Il supermercato Carrefour di via Crocifissa di Rosa a Brescia ha chiuso definitivamente i battenti, lasciando senza lavoro 23 dipendenti e aprendo una vertenza sindacale ancora senza soluzione. La chiusura del punto vendita, avvenuta il 6 gennaio, ha segnato la fine di una lunga presenza commerciale nel quartiere, dove il negozio rappresentava un punto di riferimento per la spesa quotidiana.
Il supermercato aveva vissuto negli anni una fase di grande attività, arrivando anche a estendere l’orario di apertura 24 ore su 24 per sette giorni alla settimana. Con il tempo, però, la situazione è cambiata: l’orario era stato ridotto prima fino alle 7-22, mentre si stavano valutando ulteriori ridimensionamenti per contenere i costi.
La chiusura è arrivata mentre era in corso una trattativa con le organizzazioni sindacali, che si è però interrotta senza un accordo definitivo. Per i lavoratori si è aperta così una fase complessa, seguita dalla Filcams Cgil, impegnata a cercare soluzioni per la tutela occupazionale dei dipendenti rimasti improvvisamente senza impiego.
Il punto vendita di via Crocifissa di Rosa era gestito in franchising dalla società Supermercati Fama srl, con sede a Milano. Negli anni precedenti, Carrefour Italia aveva infatti avviato una strategia di riorganizzazione che prevedeva la cessione della gestione diretta di alcuni supermercati a operatori locali, mantenendo comunque il marchio e il modello commerciale della catena.
La situazione si è ulteriormente complicata nell’estate del 2025, quando la multinazionale francese ha ceduto oltre mille punti vendita della filiale italiana alla società NewPrinces spa, gruppo agroalimentare con sede a Reggio Emilia e quotato in Borsa.

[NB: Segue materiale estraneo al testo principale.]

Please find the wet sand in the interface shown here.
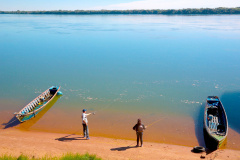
[0,129,240,160]
[0,102,240,150]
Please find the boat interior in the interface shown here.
[207,101,226,136]
[21,90,53,115]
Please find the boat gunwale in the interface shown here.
[204,96,228,145]
[16,86,61,122]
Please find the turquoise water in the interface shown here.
[0,15,240,145]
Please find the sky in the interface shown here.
[0,0,240,11]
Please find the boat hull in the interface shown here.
[204,96,228,150]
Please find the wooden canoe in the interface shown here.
[204,96,228,149]
[14,86,60,122]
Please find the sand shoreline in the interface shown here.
[0,129,240,160]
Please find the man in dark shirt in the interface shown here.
[133,119,147,147]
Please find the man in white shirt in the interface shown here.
[82,109,92,139]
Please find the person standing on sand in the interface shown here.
[133,119,147,147]
[82,109,92,139]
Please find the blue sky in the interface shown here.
[0,0,240,11]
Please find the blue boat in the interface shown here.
[14,86,62,122]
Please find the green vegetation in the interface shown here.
[0,7,240,15]
[0,153,101,160]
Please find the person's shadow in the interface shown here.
[55,134,86,142]
[110,146,137,151]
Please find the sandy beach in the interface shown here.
[0,129,240,160]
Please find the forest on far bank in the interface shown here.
[0,7,240,15]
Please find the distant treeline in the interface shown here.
[0,7,240,15]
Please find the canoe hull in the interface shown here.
[204,96,228,149]
[15,86,60,122]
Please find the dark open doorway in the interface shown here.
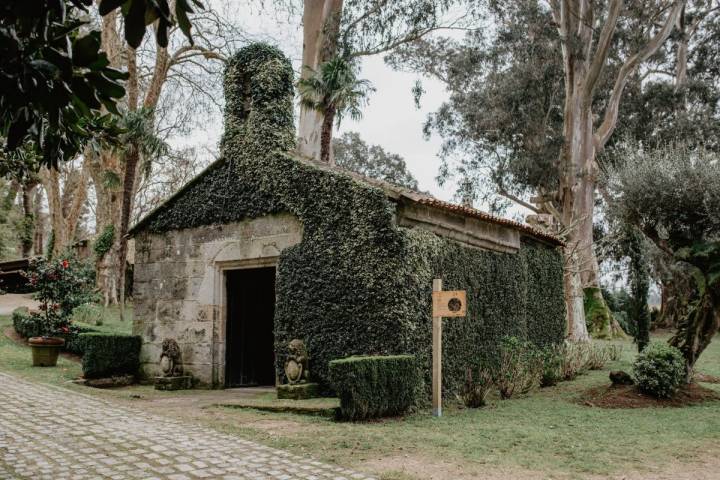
[225,267,275,387]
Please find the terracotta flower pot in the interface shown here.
[28,337,65,367]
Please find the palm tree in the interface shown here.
[117,108,169,320]
[298,57,375,163]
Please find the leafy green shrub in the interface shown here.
[58,322,97,356]
[561,342,589,380]
[93,224,115,260]
[133,45,566,396]
[457,368,495,408]
[540,345,564,387]
[493,337,543,399]
[633,342,685,398]
[12,307,45,338]
[329,355,422,420]
[72,303,104,326]
[78,333,142,378]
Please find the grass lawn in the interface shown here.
[73,305,133,333]
[0,317,720,480]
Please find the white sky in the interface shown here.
[178,0,454,200]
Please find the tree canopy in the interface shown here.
[333,132,418,190]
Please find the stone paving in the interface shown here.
[0,373,372,480]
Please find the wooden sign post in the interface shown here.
[432,278,467,417]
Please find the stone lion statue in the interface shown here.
[160,338,183,377]
[285,339,310,385]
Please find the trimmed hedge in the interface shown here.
[12,307,45,338]
[12,308,98,355]
[329,355,422,420]
[633,342,685,398]
[79,333,142,378]
[136,41,565,394]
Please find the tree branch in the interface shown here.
[594,0,685,151]
[584,0,622,99]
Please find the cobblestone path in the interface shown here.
[0,373,371,480]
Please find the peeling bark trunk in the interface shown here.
[548,0,684,340]
[20,181,38,258]
[41,163,88,255]
[298,0,343,160]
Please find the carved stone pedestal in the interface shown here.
[155,375,192,390]
[277,383,320,400]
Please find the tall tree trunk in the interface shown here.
[320,109,335,165]
[298,0,343,160]
[20,180,38,258]
[40,162,88,255]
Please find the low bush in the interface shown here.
[78,332,142,378]
[633,342,685,398]
[540,346,563,387]
[562,342,590,380]
[328,355,422,420]
[457,368,495,408]
[12,307,46,338]
[493,337,543,399]
[71,303,105,326]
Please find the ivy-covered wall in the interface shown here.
[134,45,565,398]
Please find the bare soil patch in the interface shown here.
[3,327,82,363]
[580,383,720,408]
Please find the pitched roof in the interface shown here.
[128,155,565,246]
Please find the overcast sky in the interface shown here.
[180,0,454,200]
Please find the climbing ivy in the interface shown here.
[134,45,565,398]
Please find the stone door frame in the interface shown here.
[213,255,280,388]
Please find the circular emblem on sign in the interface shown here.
[448,297,462,312]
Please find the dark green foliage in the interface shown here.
[79,333,142,378]
[12,308,45,338]
[633,342,685,398]
[135,41,565,394]
[333,132,418,190]
[0,0,127,169]
[329,355,422,420]
[99,0,203,48]
[492,337,545,400]
[12,308,97,355]
[58,322,98,356]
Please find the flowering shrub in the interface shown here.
[25,257,95,335]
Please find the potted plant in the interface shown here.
[26,258,90,367]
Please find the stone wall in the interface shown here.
[133,214,303,387]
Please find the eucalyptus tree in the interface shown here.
[389,0,716,339]
[292,0,463,159]
[90,4,239,303]
[607,144,720,376]
[0,0,202,167]
[298,57,374,164]
[333,132,418,190]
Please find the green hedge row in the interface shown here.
[12,308,98,356]
[329,355,422,420]
[12,307,44,338]
[78,333,142,378]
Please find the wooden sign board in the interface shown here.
[432,290,467,317]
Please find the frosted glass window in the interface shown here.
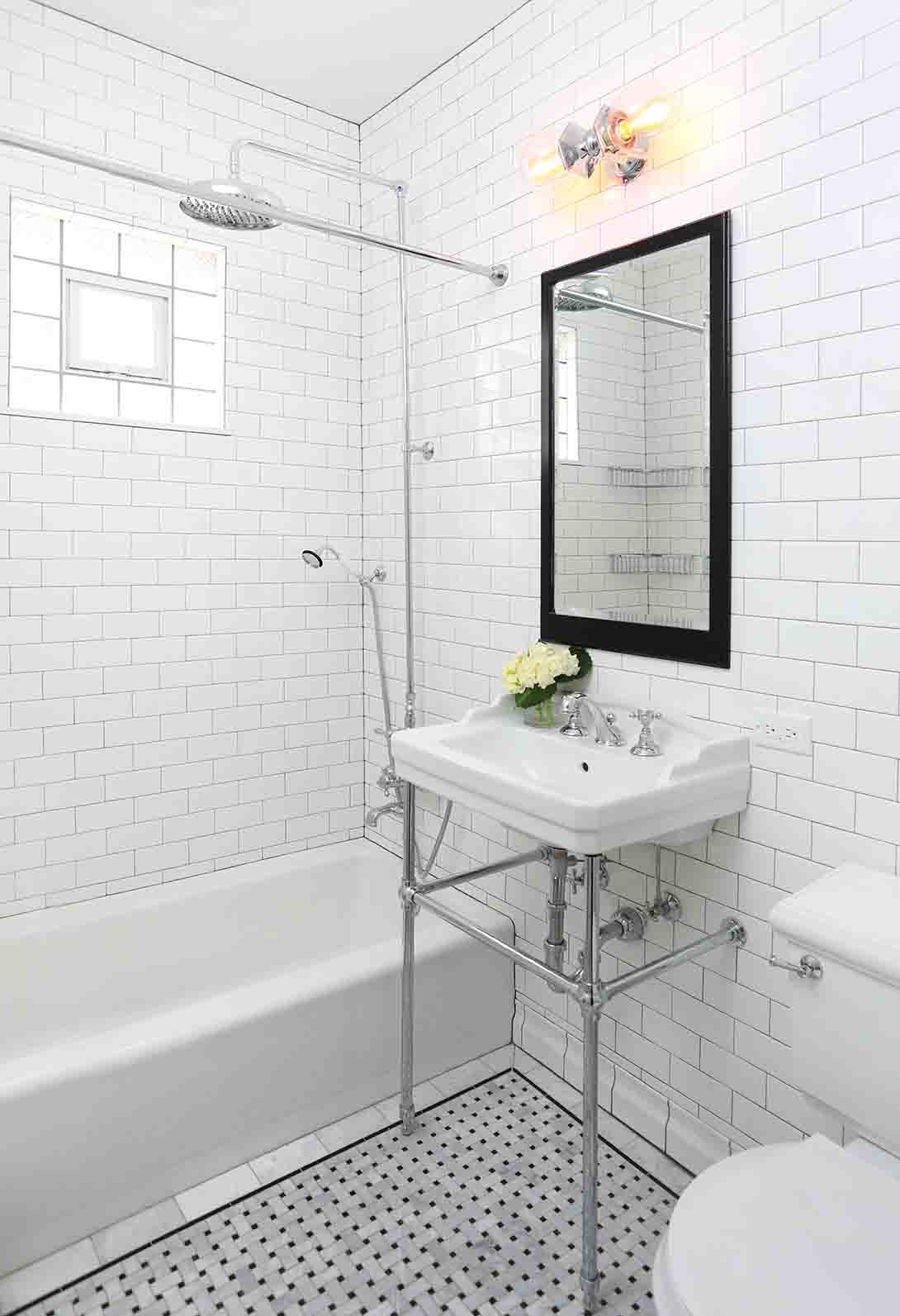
[9,197,225,429]
[66,279,168,380]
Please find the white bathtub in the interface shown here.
[0,841,513,1274]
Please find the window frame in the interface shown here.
[8,193,229,433]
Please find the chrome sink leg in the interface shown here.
[580,854,604,1312]
[400,782,416,1133]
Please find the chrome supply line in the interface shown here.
[603,919,747,1003]
[554,287,707,333]
[400,815,747,1312]
[0,128,509,287]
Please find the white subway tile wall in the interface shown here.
[0,0,363,915]
[362,0,900,1169]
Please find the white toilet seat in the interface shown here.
[654,1134,900,1316]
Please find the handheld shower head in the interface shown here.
[179,173,283,233]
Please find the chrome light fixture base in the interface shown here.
[558,105,650,183]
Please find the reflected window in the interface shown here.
[554,325,578,462]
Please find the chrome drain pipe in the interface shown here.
[543,846,568,992]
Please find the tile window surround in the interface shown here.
[0,0,363,914]
[0,0,900,1169]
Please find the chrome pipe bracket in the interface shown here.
[647,891,681,923]
[769,956,825,981]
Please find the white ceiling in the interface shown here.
[53,0,521,122]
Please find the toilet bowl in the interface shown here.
[652,865,900,1316]
[652,1134,900,1316]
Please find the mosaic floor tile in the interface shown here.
[21,1072,675,1316]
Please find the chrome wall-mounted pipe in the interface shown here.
[0,128,509,288]
[601,919,747,1003]
[228,137,406,193]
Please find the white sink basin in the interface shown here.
[392,695,750,854]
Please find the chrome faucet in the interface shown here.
[559,690,625,745]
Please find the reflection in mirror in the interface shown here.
[552,235,711,630]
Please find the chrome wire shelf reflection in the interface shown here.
[609,553,698,575]
[599,608,708,630]
[608,466,709,490]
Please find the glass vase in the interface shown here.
[523,695,559,729]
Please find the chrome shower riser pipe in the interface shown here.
[397,192,416,726]
[0,128,509,287]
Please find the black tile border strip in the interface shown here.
[10,1063,689,1316]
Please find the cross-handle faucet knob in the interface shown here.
[630,708,662,758]
[559,690,587,735]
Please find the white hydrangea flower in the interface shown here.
[503,639,578,695]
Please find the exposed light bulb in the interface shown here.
[528,146,566,183]
[620,100,670,140]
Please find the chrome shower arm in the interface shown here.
[0,128,509,288]
[228,137,406,193]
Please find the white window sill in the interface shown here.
[0,406,234,438]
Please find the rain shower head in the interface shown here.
[179,173,283,233]
[552,279,612,311]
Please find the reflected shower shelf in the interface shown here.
[608,466,709,490]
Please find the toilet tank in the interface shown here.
[770,863,900,1152]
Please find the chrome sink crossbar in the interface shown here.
[412,891,580,996]
[400,782,746,1312]
[416,845,549,894]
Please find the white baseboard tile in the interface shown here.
[521,1008,567,1078]
[563,1036,616,1110]
[666,1105,730,1174]
[612,1066,669,1150]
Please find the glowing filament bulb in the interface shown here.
[528,146,566,183]
[620,100,669,140]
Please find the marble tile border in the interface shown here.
[0,1045,513,1316]
[0,1045,692,1316]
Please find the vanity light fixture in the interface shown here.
[528,100,669,183]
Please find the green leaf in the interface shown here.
[557,645,594,686]
[516,682,557,708]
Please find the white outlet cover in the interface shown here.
[751,712,812,754]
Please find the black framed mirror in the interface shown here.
[541,215,732,668]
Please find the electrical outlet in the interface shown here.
[751,713,812,754]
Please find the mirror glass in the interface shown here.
[543,220,730,664]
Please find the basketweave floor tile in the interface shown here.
[22,1072,675,1316]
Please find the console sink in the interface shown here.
[392,695,750,854]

L’operazione, del valore superiore al miliardo di euro, ha segnato un passaggio importante nella gestione della rete commerciale.
Nonostante il cambio di proprietà, il supermercato bresciano aveva continuato a operare con il sistema del franchising. Tuttavia, secondo quanto emerso nel corso della vertenza sindacale, i rapporti commerciali tra la nuova proprietà e la società affiliata sarebbero progressivamente peggiorati.
Le difficoltà si sarebbero riflesse anche nella gestione quotidiana del negozio. Nelle settimane precedenti alla chiusura, tra la fine del 2025 e l’inizio del 2026, i clienti avevano notato scaffali sempre meno riforniti, segnale delle tensioni nella catena di approvvigionamento delle merci.
A complicare ulteriormente il quadro ci sarebbero anche alcune questioni legate agli spazi dell’immobile che ospita il supermercato. In particolare, ampie aree del seminterrato utilizzate come parcheggio e magazzino sarebbero state messe all’asta, elemento che potrebbe aver influito sul futuro del punto vendita.
La vertenza ha portato all’apertura di un tavolo di confronto tra azienda e sindacati nella sede di via Folonari, con l’obiettivo di individuare strumenti di tutela per i lavoratori, tra cui eventuali misure di sostegno o soluzioni per la ricollocazione.
Secondo quanto riferito dalla Filcams Cgil, prima dell’interruzione della trattativa sembrava emergere l’ipotesi di un cambiamento nella gestione del supermercato. L’idea sarebbe stata quella di superare il modello del franchising e far rientrare la gestione direttamente sotto il controllo della NewPrinces spa.
Al momento, però, non ci sono conferme ufficiali su questa possibilità. Il sindacato ha dichiarato di essere in attesa di un confronto con la società per capire se esistano margini per riaprire il dialogo e affrontare la situazione dei lavoratori.
La Filcams segue inoltre anche un’altra situazione delicata nel territorio bresciano: quella del supermercato Carrefour di via Ragazzi del ’99, gestito in franchising dalla Pola Market, dove i dipendenti stanno vivendo condizioni di incertezza simili.